The Political Animal - An Anatomy

Jeremy Paxman, Penguin Books/Michael Joseph, £20.

by David Alton

I can see why Gerald Kaufman wrote such a hostile review of Jeremy Paxman's "The Political Animal." Most of the beasts who inhabit the political jungle will dislike the mirror being held to their face. Yet, taken in the round, Paxman does politics a service by asking why so many people are repelled by contemporary politics.

We may not care for the caricature, and there are some sweeping generalisations, but when turnout has fallen as low as just 6% in one council election in the north of England, there is no cause for complacency.

I recently visited Blackburn, Burnley and Oldham to talk to people about why the British National Party has been making in-roads at the expense of all of the traditional political parties. Again and again I heard the refrain that people felt let down, abandoned, alienated by politicians who were remote and indifferent to their needs. If this is to be reversed the old animals are going to have learn some new tricks: principally a re-connection with public service rather than the vestiges of power.

Paxman opens his account with a slightly sneering send-up of a politician who, at a school prize giving, encourages the children to get involved in politics. He reinforces the image of a duplicitous man on the make who wouldn't know what public service was if he fell over it. The real reason he is standing there in front of the children is either because he has a tendency towards megalomania or he wants the money. This is as trite as it is offensive.

"The Political Animal" is weak in its failure to analyse the people serving in local government. It has little to say about the people going into the new devolved parliaments, and few words about the MPs who get on with the job in a focused and diligent manner.

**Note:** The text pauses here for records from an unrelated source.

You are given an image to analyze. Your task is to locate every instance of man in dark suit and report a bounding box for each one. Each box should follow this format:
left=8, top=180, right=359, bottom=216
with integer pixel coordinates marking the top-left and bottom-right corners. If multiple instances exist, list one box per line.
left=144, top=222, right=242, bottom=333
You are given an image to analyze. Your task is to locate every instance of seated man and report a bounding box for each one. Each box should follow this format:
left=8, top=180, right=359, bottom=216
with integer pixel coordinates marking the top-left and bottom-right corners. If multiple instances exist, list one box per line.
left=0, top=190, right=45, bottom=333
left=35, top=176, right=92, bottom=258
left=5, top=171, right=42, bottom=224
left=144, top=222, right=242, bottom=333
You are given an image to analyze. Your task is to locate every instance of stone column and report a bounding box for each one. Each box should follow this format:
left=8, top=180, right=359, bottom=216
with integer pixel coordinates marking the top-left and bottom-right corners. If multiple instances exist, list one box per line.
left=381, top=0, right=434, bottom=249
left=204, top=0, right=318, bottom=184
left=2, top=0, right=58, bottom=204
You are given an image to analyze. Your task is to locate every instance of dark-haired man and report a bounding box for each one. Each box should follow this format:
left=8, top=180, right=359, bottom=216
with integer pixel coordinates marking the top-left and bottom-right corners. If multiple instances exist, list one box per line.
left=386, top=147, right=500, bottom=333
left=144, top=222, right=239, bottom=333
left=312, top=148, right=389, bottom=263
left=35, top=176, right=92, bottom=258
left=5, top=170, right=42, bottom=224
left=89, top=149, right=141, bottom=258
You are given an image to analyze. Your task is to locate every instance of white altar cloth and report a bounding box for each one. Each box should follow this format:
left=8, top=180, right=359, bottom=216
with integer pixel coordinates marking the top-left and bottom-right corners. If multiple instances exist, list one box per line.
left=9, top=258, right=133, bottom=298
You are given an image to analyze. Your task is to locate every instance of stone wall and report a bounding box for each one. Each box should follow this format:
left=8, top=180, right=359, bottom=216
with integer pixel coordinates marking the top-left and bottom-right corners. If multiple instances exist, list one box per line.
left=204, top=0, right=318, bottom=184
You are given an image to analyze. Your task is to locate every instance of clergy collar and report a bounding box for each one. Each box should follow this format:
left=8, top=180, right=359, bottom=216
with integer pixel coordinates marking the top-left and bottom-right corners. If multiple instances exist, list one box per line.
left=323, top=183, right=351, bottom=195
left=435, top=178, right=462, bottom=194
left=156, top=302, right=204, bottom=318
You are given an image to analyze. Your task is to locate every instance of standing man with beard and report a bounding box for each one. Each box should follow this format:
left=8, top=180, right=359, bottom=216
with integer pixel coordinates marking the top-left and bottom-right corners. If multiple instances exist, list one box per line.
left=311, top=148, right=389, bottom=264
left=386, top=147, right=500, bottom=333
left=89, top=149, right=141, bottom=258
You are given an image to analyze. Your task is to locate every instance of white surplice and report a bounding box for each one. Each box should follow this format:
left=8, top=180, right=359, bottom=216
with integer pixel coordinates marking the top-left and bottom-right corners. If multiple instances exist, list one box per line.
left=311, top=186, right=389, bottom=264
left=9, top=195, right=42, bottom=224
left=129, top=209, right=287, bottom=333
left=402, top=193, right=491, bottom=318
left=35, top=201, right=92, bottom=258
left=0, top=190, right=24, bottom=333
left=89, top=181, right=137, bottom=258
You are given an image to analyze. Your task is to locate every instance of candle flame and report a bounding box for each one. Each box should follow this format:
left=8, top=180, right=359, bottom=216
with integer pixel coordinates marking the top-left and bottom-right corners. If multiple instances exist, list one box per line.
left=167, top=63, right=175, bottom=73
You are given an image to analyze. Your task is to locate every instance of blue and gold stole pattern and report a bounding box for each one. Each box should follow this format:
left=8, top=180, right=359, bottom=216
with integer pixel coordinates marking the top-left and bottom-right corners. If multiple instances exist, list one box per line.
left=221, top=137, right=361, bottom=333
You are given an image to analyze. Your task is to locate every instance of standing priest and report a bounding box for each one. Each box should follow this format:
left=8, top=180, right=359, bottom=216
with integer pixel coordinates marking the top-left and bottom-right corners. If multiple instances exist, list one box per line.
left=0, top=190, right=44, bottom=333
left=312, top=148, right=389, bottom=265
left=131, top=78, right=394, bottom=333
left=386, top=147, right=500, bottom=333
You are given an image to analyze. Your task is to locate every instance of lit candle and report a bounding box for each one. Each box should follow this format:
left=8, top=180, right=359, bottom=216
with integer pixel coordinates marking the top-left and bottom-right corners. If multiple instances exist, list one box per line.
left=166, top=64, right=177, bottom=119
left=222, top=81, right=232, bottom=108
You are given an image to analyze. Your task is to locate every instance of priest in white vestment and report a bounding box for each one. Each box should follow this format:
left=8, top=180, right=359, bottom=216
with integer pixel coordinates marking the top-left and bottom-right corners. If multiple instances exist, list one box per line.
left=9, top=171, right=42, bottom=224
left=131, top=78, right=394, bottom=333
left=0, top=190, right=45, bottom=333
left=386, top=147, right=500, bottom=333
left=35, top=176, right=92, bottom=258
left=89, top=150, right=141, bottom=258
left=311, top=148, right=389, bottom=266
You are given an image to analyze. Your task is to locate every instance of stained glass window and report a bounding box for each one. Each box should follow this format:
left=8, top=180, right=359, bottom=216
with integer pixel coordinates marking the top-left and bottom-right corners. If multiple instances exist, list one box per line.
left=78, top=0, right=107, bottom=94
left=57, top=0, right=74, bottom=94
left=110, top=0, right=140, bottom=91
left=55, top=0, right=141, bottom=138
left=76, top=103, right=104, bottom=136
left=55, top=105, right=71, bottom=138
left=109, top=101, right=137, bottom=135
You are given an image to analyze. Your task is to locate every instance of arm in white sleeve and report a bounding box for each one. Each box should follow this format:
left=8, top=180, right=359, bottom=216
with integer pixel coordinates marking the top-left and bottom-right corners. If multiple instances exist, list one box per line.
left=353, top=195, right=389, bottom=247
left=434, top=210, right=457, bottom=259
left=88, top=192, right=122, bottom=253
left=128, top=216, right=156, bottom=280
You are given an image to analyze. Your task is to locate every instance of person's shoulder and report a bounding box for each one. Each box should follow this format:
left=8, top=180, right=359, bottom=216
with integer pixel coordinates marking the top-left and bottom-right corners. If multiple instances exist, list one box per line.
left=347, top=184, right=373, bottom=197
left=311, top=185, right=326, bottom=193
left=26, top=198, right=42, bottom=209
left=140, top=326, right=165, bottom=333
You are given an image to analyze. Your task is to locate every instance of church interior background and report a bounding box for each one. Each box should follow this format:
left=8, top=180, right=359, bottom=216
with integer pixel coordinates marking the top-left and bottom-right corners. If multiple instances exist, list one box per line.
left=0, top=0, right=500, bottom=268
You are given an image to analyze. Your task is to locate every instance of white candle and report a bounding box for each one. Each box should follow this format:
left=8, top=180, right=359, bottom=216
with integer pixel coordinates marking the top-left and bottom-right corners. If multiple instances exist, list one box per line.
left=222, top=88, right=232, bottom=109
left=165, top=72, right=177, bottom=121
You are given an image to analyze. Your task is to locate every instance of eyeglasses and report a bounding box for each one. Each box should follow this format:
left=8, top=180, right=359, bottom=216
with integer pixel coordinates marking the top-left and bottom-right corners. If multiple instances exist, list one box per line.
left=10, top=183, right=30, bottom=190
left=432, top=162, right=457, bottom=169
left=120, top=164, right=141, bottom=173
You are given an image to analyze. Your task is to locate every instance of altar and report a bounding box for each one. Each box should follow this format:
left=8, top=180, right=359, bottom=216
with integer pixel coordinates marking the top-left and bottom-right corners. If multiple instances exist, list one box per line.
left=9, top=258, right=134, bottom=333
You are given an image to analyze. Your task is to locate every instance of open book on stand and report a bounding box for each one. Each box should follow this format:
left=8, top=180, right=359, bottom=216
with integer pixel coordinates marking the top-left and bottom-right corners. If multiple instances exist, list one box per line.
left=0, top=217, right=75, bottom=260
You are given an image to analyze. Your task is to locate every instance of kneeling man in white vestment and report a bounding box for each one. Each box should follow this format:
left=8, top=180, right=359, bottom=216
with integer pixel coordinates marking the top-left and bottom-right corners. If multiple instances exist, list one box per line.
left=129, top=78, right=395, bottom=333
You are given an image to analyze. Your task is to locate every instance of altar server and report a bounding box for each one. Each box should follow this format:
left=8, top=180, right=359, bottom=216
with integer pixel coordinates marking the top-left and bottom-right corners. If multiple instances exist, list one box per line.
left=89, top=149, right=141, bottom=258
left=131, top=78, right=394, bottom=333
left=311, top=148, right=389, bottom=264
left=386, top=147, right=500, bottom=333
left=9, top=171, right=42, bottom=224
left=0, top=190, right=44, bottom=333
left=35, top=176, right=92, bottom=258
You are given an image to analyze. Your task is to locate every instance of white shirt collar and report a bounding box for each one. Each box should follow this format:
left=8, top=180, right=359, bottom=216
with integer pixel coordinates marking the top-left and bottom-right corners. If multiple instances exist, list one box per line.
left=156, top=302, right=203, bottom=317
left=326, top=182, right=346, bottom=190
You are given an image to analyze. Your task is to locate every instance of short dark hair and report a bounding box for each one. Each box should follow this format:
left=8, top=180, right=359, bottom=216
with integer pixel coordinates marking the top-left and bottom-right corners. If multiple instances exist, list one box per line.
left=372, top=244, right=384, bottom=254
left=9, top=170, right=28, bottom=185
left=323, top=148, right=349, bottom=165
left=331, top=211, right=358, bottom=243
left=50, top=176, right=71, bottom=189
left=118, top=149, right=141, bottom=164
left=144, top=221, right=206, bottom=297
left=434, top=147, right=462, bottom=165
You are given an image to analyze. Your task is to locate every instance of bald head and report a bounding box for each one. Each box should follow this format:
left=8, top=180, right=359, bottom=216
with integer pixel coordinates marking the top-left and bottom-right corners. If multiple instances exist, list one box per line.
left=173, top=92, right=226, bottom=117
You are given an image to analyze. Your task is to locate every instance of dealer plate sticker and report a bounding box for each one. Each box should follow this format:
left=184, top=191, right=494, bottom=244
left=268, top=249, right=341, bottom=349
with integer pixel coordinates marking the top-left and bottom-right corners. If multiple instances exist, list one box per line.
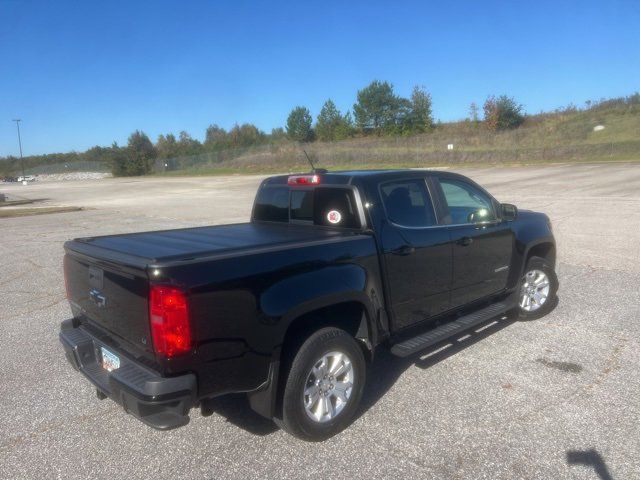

Paxman spends much too much time on "characters" like Gerald Nabarro or Neil and Christine Hamilton and, therefore, inevitably reinforces what seems to be the author's underlying prejudice.  By contrast, not a mention of someone as significant as say Shirley Williams or Ann Widdecombe. 

In "Politics", Aristotle wrote that aidos, shame, would attach to the citizen who refused to play their part. He said that "we are not solitary pieces in a game of chequers."  Presenting politics as a high calling, and reminding people of their duty to defend hard won rights, is incumbent on anyone who loves democracy.   Whilst Paxman concedes that we cannot disinvent politicians he says nothing about what we can do to stimulate a new generation.

Paxman quotes Tom Paine's dictum about politics being a necessary evil.

In "Common Sense" (1776) Paine wrote that "society is produced by our wants and government by our wickedness", the one cultivating and uniting our best impulses, the other restraining our vices: "the first is a patron, the last a punisher."  Paine also saw the state as "a badge of lost innocence."

Surely an appreciation of the role of the politician in seeking to defend that innocence and to withstand the various forms of wickedness should be at the heart of the political call.   

He dismisses "single issue fanatics" without considering how people with causes frequently develop a much broader agenda (although, paradoxically, when the single issue politician is ex-BBC man, Martin Bell, it's heroism).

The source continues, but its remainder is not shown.